5405. The period within which proceedings may be commenced for the
collection of the benefits provided by Article 2 (commencing with
Section 4600) or Article 3 (commencing with Section 4650), or both,
of Chapter 2 of Part 2 is one year from any of the following:
(a) The date of injury.
(b) The expiration of any period covered by payment under Article
3 (commencing with Section 4650) of Chapter 2 of Part 2.
(c) The last date on which any benefits provided for in Article 2
(commencing with Section 4600) of Chapter 2 of Part 2 were furnished.
The confusing part would be the requirement to file a DWC-1/First Report of Injury with the employer within 30 days of that knowledge.
5400. Except as provided by sections 5402 and 5403, no claim to
recover compensation under this division shall be maintained unless
within thirty days after the occurrence of the injury which is
claimed to have caused the disability or death, there is served upon
the employer notice in writing, signed by the person injured or
someone in his behalf, or in case of the death of the person injured,
by a dependent or someone in the dependent's behalf.
Even if the actual form is not filed with the ER/IC timely, the fact there is knowledge by the ER through any source is generally sufficient to constitute a valid claim, and permits the ER/IC to investigate the claim.
5402. (a) Knowledge of an injury, obtained from any source, on the
part of an employer, his or her managing agent, superintendent,
foreman, or other person in authority, or knowledge of the assertion
of a claim of injury sufficient to afford opportunity to the employer
to make an investigation into the facts, is equivalent to service
under Section 5400.
For CT/Cumulative Trauma injury/illness....
5412. The date of injury in cases of occupational diseases or
cumulative injuries is that date upon which the employee first
suffered disability therefrom and either knew, or in the exercise of
reasonable diligence should have known, that such disability was
caused by his present or prior employment.
The above labor codes are here http://www.leginfo.ca.gov/cgi-bin/wa...ction=retrieve

For a psych/stress claim to be valid, the EE/employee, must have worked for this ER a minimum of 6 months prior to filing the claim.
3208.3 (d) Notwithstanding any other provision of this division, no
compensation shall be paid pursuant to this division for a
psychiatric injury related to a claim against an employer unless the
employee has been employed by that employer for at least six months.
The six months of employment need not be continuous.
If this is a claim for compensation due to a psych/stress injury/illness, there are mandates under the labor code specific to this issue...
(e) Where the claim for compensation is filed after notice of
termination of employment or layoff, including voluntary layoff, and
the claim is for an injury occurring prior to the time of notice of
termination or layoff, no compensation shall be paid unless the
employee demonstrates by a preponderance of the evidence that actual
events of employment were predominant as to all causes combined of
the psychiatric injury and one or more of the following conditions
exist:
(1) Sudden and extraordinary events of employment were the cause
of the injury.
(2) The employer has notice of the psychiatric injury under
Chapter 2 (commencing with Section 5400) prior to the notice of
termination or layoff.
(3) The employee's medical records existing prior to notice of
termination or layoff contain evidence of treatment of the
psychiatric injury.
(4) Upon a finding of sexual or racial harassment by any trier of
fact, whether contractual, administrative, regulatory, or judicial.
(5) Evidence that the date of injury, as specified in Section 5411
or 5412, is subsequent to the date of the notice of termination or
layoff, but prior to the effective date of the termination or layoff.
There are also some SOL mandates here http://www.leginfo.ca.gov/cgi-bin/wa...ction=retrieve.

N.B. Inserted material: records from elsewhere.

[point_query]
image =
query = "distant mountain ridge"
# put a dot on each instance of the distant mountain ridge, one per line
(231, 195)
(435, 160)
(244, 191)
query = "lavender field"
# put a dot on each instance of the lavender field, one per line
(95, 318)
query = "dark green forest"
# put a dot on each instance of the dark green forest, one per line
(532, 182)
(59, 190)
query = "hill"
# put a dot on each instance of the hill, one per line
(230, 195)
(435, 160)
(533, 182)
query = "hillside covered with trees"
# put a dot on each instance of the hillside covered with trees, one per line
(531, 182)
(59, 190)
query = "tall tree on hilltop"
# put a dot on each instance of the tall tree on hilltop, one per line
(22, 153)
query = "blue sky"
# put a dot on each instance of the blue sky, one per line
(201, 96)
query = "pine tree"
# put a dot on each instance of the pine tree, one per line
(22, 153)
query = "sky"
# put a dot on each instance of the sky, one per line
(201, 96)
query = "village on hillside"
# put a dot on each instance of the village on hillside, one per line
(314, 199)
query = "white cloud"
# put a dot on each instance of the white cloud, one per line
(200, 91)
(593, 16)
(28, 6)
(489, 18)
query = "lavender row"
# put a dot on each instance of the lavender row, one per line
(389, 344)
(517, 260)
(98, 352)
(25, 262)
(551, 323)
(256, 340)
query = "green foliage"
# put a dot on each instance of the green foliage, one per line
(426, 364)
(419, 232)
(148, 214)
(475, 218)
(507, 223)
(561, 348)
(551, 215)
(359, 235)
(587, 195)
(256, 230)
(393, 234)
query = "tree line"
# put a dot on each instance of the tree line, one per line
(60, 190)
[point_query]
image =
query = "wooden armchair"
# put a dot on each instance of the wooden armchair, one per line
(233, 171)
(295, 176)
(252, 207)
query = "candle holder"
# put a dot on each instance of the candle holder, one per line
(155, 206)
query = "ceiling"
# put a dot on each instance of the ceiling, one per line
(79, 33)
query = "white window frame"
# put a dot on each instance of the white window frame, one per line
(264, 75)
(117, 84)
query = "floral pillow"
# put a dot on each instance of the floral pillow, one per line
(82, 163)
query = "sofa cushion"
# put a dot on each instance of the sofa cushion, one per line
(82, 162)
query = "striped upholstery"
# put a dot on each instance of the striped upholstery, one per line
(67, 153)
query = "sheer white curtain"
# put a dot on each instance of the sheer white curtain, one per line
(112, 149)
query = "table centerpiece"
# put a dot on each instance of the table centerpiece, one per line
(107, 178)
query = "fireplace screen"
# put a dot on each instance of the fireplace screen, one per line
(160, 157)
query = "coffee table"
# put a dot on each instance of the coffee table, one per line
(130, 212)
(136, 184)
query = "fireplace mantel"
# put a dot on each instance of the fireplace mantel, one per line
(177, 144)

As you can see, some of the SOL's are dependent upon the injury/illness benefits are being claimed for.

The phone 1-800-736-7401 -- cbg may be referring to is to an Information and Assistance officer at the WCAB.
FAQ's for employER's is here http://www.dir.ca.gov/dwc/employer.htm

IMO... file this claim with your carrier. If you are self insured, hand it off to your TPA/Third Party Adm, or if you are the go to person, it would be important to deny the claim timely, or it could be presumed accepted after 90 days.
IF you are covered under a policy issued by a IC, or SCIF, you should not make the determination on your own, but file the claim with your carrier.